Fabulosos calavera: 25 años de un disco que cambió la historia de los Cadillacs

En 1997, la banda de Vicentico y compañía varió rotundamente su sonido. Dejaron una obra clásica que cada día suena mejor.

Deben haber quemado. Aquellas canciones deben haber quemado en las manos, en la gola, en el estudio, durante las largas sesiones de preproducción, durante aquellas zapadas. Con el disco Fabulosos calavera, los Cadillacs dejaron patas arriba su propio derrotero musical y también el de gran parte de la historia del rock en América Latina. De la movida alter-latina de aquellos años fue, simultáneamente, su punto cúlmine y otra cosa.

Habían atravesado los primeros años de los ‘90 entre algunos vaivenes: algunos discos que no funcionaron como se esperaba (El satánico Dr. Cadillac en 1989 y Volumen 5 en 1990) y luego, por ejemplo, el éxito de El León (1992). Con el diario del lunes, Rey azúcar, de 1995, presagiaba cierto cambio de sonido.

El proyecto comenzó a cranearse durante 1996. Y las postas de la grabación incluyeron unas primeras semanas en los estudios Del Abasto, varios meses del verano de 1997 en una quinta de Del Viso y luego los estudios Compass Point, en las Bahamas. El ingeniero Walter Chacón y el productor norteamericano KC Porter estuvieron al mando de las consolas. “Nadie iba a la playa, y realmente a nadie le interesaba ir a la playa. Era entrar, grabar y grabar hasta no dar más”, le contó Flavio Cianciarulo al periodista Federico Martínez Penna, en una recordada nota sobre el disco.

La banda, en ese momento, la conformaban: Vicentico en voz, Flavio Cianciarulo en bajo, Ariel Minimal en guitarras, Mario Siperman en teclados, Fernando Ricciardi en batería, Daniel Lozano en trompeta y fliscorno, Fernando Albareda en trombón y Gerardo “Toto” Rotblat en percusiones. Sergio Rotman, miembro histórico de la banda, se alejó en medio de la gestación. Además del enroque, Minimal se hizo cargo de las guitarras y Vaino Rigozzi empezó a ser el mánager. La leyenda urbana cuenta que cuando lo convocaron a Minimal, este les dijo: “Ok, pero miren que no se rasguear”. Pareció no importar.

El cambio de sonido en este álbum es rotundo. Es tremendo, hermoso. Fue un cambio de piel. O una piel de menos. Hardcore, rock pesado, psicodelia, música surf, coqueteos jazz. Y tango. Todo ello convive en un disco frenético y adrenalínico. Es un caleidoscopio denso, oscuro y eléctrico. Las tumbadoras de Toto Roblat y los sonidos que van apareciendo ya en El muerto, el primer track, anticipan todo lo que vendrá. Entre Sopa de caracol y este disco pasaron seis años; hay una diferencia extrema entre el sonido de aquel mega hit y estas canciones.

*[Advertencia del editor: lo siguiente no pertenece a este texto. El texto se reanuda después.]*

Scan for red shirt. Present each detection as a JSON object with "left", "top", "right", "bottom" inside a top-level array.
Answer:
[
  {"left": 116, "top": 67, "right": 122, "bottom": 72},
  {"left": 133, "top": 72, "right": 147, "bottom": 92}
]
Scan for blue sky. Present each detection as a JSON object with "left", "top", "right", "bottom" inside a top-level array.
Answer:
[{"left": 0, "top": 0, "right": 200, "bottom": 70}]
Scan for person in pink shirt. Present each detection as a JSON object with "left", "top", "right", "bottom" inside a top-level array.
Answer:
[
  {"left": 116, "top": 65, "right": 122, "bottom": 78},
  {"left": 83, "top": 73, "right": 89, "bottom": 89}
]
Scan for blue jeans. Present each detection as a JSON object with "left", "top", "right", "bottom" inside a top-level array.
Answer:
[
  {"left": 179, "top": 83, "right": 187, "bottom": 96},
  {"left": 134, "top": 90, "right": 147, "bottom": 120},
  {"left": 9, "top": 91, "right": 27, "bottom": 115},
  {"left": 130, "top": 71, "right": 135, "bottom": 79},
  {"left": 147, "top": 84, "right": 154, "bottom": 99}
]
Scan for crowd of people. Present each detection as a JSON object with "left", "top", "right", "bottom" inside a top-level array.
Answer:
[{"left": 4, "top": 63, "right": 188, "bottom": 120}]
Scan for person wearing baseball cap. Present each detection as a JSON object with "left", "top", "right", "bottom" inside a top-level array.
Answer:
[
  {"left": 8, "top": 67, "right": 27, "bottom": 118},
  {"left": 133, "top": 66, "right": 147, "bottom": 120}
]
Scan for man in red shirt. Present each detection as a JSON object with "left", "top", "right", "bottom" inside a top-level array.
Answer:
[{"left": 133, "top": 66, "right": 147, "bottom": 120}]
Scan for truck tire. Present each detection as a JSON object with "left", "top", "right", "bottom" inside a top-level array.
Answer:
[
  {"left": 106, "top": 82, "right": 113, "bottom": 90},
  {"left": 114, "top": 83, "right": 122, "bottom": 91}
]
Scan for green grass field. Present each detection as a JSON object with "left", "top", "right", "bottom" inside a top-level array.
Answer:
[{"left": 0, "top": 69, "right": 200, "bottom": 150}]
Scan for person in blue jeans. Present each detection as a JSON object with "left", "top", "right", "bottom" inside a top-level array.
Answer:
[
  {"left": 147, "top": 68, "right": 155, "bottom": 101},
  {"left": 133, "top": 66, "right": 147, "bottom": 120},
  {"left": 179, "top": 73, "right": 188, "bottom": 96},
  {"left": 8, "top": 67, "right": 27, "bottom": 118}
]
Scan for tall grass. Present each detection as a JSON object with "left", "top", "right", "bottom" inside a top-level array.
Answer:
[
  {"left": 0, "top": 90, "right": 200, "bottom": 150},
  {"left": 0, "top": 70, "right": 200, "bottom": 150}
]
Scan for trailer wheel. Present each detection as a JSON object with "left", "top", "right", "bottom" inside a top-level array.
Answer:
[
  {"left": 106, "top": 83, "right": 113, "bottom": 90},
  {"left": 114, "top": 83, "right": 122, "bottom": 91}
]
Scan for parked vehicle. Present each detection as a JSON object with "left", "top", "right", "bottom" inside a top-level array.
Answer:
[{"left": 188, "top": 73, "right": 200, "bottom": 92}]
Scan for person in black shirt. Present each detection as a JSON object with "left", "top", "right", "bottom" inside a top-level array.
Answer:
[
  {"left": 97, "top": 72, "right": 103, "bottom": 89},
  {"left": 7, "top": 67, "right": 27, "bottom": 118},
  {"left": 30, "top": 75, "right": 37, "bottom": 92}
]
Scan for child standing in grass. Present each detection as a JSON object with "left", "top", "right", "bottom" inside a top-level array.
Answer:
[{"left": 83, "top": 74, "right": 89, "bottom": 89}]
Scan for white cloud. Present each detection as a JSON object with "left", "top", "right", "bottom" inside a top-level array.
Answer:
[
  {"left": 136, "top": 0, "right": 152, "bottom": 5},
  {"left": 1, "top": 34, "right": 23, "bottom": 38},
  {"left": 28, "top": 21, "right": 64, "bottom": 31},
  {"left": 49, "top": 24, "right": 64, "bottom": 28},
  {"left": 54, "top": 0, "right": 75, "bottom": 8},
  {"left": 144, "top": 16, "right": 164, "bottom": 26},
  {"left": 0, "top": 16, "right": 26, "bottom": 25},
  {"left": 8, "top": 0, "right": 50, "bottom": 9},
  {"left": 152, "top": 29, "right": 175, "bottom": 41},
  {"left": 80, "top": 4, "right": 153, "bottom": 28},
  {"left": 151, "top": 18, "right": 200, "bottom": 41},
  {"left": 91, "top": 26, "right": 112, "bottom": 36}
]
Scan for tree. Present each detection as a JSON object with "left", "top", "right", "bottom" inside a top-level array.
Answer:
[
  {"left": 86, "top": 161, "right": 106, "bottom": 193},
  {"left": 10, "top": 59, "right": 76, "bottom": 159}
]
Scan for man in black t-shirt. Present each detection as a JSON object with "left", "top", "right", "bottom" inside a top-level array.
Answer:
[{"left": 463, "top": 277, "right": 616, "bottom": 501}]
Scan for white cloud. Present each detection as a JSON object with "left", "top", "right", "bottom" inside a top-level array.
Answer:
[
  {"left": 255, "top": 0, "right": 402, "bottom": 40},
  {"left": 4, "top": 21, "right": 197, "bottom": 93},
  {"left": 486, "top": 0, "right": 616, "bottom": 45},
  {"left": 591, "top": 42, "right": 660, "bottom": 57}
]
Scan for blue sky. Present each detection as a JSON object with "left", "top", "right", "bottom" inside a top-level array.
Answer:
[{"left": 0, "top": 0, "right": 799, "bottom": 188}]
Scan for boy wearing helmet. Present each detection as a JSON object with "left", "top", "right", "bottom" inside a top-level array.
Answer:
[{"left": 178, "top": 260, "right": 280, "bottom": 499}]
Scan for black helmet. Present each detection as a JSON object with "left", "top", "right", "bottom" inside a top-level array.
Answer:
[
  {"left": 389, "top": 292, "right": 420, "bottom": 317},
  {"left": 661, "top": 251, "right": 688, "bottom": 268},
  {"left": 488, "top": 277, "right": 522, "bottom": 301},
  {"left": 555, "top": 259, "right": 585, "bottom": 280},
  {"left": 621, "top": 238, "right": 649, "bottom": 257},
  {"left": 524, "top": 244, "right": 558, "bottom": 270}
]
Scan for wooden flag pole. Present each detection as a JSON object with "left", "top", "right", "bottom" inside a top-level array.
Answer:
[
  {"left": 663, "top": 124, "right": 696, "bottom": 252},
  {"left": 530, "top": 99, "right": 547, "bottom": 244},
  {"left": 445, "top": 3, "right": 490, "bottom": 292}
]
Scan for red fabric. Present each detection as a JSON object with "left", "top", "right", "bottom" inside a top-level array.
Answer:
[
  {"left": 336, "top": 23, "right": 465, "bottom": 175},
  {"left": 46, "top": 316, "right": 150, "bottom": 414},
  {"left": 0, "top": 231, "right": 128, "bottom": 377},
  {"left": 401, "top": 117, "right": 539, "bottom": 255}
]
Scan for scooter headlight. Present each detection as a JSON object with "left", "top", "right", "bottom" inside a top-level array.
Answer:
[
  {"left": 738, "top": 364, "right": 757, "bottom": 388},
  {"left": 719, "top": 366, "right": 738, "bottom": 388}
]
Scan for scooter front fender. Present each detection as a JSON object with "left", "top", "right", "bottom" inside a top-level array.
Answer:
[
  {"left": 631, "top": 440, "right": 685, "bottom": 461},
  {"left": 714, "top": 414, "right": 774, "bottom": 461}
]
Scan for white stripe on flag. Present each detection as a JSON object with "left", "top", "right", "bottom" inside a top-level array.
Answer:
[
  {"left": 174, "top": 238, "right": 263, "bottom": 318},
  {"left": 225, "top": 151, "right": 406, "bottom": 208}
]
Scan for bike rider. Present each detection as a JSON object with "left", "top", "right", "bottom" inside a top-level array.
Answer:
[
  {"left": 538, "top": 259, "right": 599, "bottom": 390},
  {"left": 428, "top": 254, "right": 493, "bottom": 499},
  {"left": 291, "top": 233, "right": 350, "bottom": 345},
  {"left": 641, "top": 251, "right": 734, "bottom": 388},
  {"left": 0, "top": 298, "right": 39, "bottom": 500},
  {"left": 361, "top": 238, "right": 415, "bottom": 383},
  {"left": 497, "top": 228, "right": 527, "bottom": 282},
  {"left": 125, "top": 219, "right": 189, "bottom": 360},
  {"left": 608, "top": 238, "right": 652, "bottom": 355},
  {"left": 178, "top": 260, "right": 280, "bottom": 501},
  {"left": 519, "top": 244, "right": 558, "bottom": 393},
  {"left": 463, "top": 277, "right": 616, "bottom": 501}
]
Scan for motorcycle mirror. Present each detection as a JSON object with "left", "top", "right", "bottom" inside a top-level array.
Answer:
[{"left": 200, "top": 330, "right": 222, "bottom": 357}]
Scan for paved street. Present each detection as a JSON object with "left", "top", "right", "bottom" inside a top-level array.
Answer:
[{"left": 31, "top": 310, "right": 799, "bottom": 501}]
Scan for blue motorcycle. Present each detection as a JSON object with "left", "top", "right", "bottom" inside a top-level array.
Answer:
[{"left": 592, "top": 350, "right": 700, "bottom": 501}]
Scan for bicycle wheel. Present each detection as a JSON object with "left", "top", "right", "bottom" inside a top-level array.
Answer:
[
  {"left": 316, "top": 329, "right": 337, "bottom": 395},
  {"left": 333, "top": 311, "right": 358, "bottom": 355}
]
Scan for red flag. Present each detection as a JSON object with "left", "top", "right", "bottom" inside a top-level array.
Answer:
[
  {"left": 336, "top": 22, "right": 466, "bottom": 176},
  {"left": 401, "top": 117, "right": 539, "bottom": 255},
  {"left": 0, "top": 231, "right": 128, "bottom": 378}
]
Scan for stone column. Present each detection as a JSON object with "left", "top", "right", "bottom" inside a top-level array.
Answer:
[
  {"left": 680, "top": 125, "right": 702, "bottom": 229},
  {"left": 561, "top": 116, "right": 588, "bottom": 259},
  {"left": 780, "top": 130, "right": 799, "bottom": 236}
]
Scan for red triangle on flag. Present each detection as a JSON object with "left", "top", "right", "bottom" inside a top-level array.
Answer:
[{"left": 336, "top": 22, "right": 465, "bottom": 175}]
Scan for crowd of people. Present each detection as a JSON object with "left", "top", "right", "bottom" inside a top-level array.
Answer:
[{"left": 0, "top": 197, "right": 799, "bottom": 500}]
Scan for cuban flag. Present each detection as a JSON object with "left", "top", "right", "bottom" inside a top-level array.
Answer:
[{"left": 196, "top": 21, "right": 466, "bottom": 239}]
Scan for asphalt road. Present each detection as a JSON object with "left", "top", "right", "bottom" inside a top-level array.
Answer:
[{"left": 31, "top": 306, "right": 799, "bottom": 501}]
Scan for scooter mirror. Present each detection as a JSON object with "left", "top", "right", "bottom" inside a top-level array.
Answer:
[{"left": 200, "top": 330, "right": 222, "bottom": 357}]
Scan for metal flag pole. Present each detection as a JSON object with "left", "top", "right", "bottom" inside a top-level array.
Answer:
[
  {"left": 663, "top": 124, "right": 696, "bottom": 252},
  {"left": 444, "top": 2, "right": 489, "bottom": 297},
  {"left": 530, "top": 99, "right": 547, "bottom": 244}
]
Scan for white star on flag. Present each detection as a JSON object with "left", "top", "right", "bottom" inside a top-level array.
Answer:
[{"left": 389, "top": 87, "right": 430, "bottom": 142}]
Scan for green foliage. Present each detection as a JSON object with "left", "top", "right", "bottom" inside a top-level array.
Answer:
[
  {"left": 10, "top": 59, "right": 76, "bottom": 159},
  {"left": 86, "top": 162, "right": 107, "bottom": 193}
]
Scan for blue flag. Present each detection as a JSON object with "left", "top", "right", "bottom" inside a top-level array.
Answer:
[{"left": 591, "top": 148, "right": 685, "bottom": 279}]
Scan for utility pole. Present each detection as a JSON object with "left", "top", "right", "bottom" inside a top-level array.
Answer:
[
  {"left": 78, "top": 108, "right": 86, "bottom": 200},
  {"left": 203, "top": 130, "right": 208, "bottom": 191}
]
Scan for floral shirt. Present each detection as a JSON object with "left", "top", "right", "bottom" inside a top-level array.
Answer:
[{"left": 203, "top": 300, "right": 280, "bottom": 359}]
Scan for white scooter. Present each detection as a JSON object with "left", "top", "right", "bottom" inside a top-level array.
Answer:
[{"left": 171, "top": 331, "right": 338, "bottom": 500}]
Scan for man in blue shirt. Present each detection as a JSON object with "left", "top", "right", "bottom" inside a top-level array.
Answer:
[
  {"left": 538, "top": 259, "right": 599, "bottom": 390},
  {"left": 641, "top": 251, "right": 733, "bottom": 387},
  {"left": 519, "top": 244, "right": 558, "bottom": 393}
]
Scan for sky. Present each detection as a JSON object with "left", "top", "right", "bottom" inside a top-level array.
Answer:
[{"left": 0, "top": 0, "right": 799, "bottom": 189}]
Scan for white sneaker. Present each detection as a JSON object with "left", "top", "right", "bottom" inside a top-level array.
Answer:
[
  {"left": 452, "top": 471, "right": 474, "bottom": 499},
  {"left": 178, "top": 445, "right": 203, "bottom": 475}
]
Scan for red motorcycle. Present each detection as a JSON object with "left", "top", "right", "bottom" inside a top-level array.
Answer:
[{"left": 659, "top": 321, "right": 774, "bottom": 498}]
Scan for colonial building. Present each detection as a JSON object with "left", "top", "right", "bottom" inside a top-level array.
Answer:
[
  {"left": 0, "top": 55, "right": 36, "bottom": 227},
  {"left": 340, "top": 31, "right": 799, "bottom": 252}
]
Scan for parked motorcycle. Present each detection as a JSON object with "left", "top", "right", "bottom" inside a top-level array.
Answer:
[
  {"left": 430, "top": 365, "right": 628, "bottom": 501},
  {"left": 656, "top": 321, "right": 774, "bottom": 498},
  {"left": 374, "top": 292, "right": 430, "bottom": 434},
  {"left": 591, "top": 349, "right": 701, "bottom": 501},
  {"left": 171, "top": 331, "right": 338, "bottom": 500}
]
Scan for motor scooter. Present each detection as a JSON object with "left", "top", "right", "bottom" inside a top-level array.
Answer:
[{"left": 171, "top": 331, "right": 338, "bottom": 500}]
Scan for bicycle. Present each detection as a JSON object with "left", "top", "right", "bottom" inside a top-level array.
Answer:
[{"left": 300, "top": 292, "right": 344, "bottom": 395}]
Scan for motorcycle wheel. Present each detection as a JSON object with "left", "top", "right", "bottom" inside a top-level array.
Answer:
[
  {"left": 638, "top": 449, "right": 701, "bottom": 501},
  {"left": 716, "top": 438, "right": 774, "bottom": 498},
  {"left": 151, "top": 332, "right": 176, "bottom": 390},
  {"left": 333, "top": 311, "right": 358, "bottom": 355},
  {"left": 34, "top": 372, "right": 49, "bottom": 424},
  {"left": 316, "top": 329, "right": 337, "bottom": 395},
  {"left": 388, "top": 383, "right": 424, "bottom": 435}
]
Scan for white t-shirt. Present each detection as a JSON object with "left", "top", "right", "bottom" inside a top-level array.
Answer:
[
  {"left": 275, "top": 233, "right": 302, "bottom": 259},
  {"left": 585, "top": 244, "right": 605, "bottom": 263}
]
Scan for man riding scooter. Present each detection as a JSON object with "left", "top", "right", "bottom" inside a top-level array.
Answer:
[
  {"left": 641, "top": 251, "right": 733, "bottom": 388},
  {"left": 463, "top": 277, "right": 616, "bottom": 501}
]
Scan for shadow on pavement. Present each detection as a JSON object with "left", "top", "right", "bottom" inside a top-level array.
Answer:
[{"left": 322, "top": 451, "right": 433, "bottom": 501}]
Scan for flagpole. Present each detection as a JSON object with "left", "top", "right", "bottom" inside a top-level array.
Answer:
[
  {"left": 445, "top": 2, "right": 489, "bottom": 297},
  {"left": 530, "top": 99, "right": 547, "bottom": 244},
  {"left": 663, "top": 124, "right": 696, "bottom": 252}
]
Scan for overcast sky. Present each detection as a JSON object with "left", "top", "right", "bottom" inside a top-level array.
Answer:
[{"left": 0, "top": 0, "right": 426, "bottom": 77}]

Una narrativa entre calaveras, muertos y personajes que deambulan por los barrios de Buenos Aires. Hoy lloré canción (donde canta su querido Rubén Blades) y Calaveras y diablitos son quizá, las dos canciones que más se asemejan a la sonoridad anterior. En Piazzolla, por ejemplo, cantan: “Piantao, calavera luna loco, tango, llévate mi corazón vida calavera, esquinas, sangran mis pies/Violentango en París, quién otro sino vos desnudó la ciudad/Voy a estrellarme contra tu bandoneón a toda velocidad”.

Hacia mediados de 1997 Buenos Aires amaneció empapelada con la tapa del álbum: un fileteado porteño, calaveras, dragones. Junto con la leyenda: “El disco que cambiará la historia del rock nacional”. En los Grammy del ‘98 ganaron el premio a Mejor álbum de Rock Latino. Lo celebraron, algunos allá en Los Ángeles y otros acá. Vendría otro celebradísimo disco de estudio, una primera separación.

Por lo pronto, tenían entre manos una música que fue una macumba y un ritual de autor. Sus propias versiones sobre héroes y tumbas. La maduración definitiva de una banda muy grande.